Jonna nodded while Walter and Lilja shook their heads.
“Let me explain,” the professor said. “You could compare it to an intelligent or, if you like, smart medicine. It adapts to the specific scale of damage or i
nfection in the body of each patient and acts with the necessary strength to eliminate the disease in the patient.” He paused for breath. “You could say that the adaptive substance first finds out what the body needs and then responds by making the body produce its own, shall we say, counter-measures, in the correct dose and in the correct form.”
“However,” he said, holding up a warning finger, “it will be five to ten years from today before the first substances are available on the market in the form of pharmaceuticals.”
“Obviously not,” Walter interrupted the professor.
“It would have required vast resources to have developed this compound,” the professor continued as if he had not heard Walter. “The technology behind this can only come from one of the biggest pharmaceutical corporations or from a governmental organization. We suspect that it stimulates one function and inhibits another function in the brain.”

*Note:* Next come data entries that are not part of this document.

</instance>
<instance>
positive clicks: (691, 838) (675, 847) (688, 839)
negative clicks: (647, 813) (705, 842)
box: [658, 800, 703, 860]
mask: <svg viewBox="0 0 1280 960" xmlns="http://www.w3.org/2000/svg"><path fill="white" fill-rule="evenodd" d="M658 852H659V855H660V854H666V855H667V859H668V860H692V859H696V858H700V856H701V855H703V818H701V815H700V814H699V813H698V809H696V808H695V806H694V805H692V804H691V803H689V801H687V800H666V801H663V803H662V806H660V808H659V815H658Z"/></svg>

“Which functions?” Jonna asked curiously.
The professor looked at the young woman for a brief moment. “One function stops the production of the transmitter substance GABA in an area of the brain called the amygdala. The amygdala is the brain’s centre of fear and rage. GABA simply blocks aggression in human beings. The second function of the substance may even damage the amygdala; we can see a type of scar in certain areas that indicates that. We don’t think the girl had these scars before she had the compound in her body. Low or no levels of GABA, together with a damaged amygdala, would lead to the brain being overrun with aggression.”
“Why don’t you think that she had the injury earlier?” Jonna asked.
“Such a scar in the tissue would have been noticeable much earlier,” the professor said.
“In what way?” Jonna continued to question and noticed that both Walter and Lilja had fixed their eyes on her.
“She would have been a very aggressive person even without the compound’s effect. However, nowhere near as much as she must have been under the influence of this combination.”
“How do we know she wasn’t that? Aggressive, I mean,” Jonna said and looked from Walter to Lilja and back again.